Spamhaus targets snowshoe spam

Written by John P Mello Jr on October 16, 2009
Snowshoe Spam is a growing problem.

Snowshoe Spam is a growing problem.

Continued growth of snowshoe spam has prompted Spamhaus, a leader in the war on junk email, to craft a specific response to it. Earlier this month, the spamfighters rolled out a CSS component of the organization’s Spamhaus Block List.

The SBL is a database of IP addresses from which the organization recommends blocking email. Mail systems throughout the Internet can query the database in real time. It allows email administrators to identify, tag or block incoming messages from IP addresses blacklisted by the group as being connected to sending, hosting or originating unsolicited bulk email, better known as spam.

According to Spamhaus, CSS is an integral part of the SBL. It’s distinguished, however, by a different return code, 127.0.0.3. Users of the SBL need not do anything to activate the new CSS, other than to make sure that their existing spam filters can handle the additional return code.

Snowshoe Spam gets its name from the way it fans out its malicious behavior over the Web. Just as snowshoes spread the weight of a step on snow to minimize sinking and facilitate travel, snowshoe spammers spread their abhorrent activities across a multitude of IP addresses. By doing that, they can reduce their visibility on the Web and raise havoc with reputation metrics and evade detection by spam filters. The spammers know a percentage of their clutter will be diverted by anti-spam systems deployed by their targets, but by broadening the swath of their efforts, they can increase that percentage.

Launching a snowshoe operation takes some sophistication. That’s because an operator needs to use an assortment of IP addresses, as well as servers and providers to fan out his payload. Analysis of snowshoe spam shows that IP addresses are rarely repeated. That makes isolating the spam more challenging because spamfighters can’t turn off the spigot from a particular IP address. They must analyze the content of each message to capture the junk, a more processor intensive process than just blocking an IP address.

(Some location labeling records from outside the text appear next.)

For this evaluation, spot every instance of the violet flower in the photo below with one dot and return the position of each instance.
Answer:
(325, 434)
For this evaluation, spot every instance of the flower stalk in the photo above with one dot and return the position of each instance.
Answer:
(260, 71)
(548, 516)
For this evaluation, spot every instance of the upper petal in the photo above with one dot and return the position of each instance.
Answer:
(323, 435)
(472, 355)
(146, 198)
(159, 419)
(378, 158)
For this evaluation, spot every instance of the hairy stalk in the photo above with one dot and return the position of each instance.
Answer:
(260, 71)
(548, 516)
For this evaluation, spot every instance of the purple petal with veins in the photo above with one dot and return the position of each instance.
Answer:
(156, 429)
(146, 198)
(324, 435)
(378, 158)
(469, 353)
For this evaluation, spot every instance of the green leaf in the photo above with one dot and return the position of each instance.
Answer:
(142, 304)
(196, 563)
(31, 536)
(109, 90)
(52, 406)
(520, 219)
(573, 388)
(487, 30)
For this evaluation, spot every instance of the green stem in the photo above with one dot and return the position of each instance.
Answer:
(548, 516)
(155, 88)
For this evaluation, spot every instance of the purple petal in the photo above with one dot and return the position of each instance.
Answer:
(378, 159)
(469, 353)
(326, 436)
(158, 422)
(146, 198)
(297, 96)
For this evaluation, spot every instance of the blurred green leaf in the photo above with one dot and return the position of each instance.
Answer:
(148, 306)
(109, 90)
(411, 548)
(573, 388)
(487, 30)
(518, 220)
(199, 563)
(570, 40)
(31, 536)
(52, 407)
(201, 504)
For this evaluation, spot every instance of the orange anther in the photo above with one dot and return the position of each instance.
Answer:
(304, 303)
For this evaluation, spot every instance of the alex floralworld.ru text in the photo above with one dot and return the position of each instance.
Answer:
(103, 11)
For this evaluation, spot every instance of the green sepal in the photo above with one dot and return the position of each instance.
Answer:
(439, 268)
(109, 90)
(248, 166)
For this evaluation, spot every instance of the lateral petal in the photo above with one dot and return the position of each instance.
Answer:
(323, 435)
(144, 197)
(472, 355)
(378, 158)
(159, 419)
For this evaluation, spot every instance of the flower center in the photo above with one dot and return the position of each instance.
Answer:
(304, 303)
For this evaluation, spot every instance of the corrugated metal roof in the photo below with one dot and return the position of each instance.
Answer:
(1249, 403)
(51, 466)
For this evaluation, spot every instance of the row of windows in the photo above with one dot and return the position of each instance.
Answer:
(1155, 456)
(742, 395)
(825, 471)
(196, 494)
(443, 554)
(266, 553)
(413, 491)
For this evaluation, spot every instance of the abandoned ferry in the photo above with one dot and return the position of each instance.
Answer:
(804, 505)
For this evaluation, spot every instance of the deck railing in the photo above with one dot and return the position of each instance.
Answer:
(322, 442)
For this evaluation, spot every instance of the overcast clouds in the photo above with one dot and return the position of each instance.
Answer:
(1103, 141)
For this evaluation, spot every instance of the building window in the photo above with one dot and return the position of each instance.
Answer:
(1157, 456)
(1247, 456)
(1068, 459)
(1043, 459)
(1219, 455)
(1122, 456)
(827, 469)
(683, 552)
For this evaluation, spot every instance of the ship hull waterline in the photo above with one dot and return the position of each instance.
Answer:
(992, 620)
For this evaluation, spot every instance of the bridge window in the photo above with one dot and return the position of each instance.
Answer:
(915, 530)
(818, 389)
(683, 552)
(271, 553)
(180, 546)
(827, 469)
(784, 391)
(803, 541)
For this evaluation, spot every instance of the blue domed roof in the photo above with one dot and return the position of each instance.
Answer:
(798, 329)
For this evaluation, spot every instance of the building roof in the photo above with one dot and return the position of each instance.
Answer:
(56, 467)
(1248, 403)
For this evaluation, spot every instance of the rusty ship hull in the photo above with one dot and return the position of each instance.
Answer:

As is typical of byte bandits everywhere, snowshoe spammers hide behind fictitious businesses and phoney names and identities. They frequently change postal dropboxes and voicemail drops. They’re masters of creating fake Whois records, records used to trace the owners of domain names.

One technique used by the spammers to perpetuate their subterfuge is to use tunneled connections between their spam cannons and the IP they use to spread their junk. That way, the IP address of the back-end cannon doesn’t appear in the headers of the spam messages. When a range of “spigot” domains are blocked, the spammers just redirect their cannons to another set of domains and keep pumping out their crud. The tactic makes the spam difficult, but not impossible, to trace.

According to Spamhaus, snowshoe spamming has been around for some time, but last year a few U.S. junk emailers refined the process by adopting scrubbing techniques like listwashing and waterfalling to recycle mailing lists. The practice has become so popular that snowshoe spam accounts for 20 to 30 percent of all connections at a typical generic top level domain server. It is the second largest segment of the mailstream next to botnet spam from compromised machines in the dynamic IP space. Snowshoe spam works in the static IP space.

Some White Hats believe that Spamhaus’s latest move will decrease spam traffic.

“The new list will likely result in a lot of spam being blocked, which is a good thing,” Steven Champeon wrote in the Enemieslist blog.

“[S]o-called snowshoe spam has been an increasingly large component of the spam we see here and in the trap feeds we monitor,” he continued. “In one sense, [snowshoe spam] is a return to old-school statically-hosted spamming, the sort that Spamhaus SBL was created to solve–but representing an evolution in tactics and new levels of obfuscation.”

He added that Spamhaus’s snoweshoe efforts represents an opportunity for Email Service Providers who are solid Netizens. He cited a number of legitimate companies who have been suckered by snowshoe spammers. They include Sears, Brinks, LG, Kraft, Gerber, Dish Network and the AARP. The Spamhaus initiative will encourage legitimate clients of spammers to move to ESPs, he argued. “[I]n the long run,” he reasoned, “[that's] a good thing, because ESPs with transparency and a reputation to protect will educate their new clients.”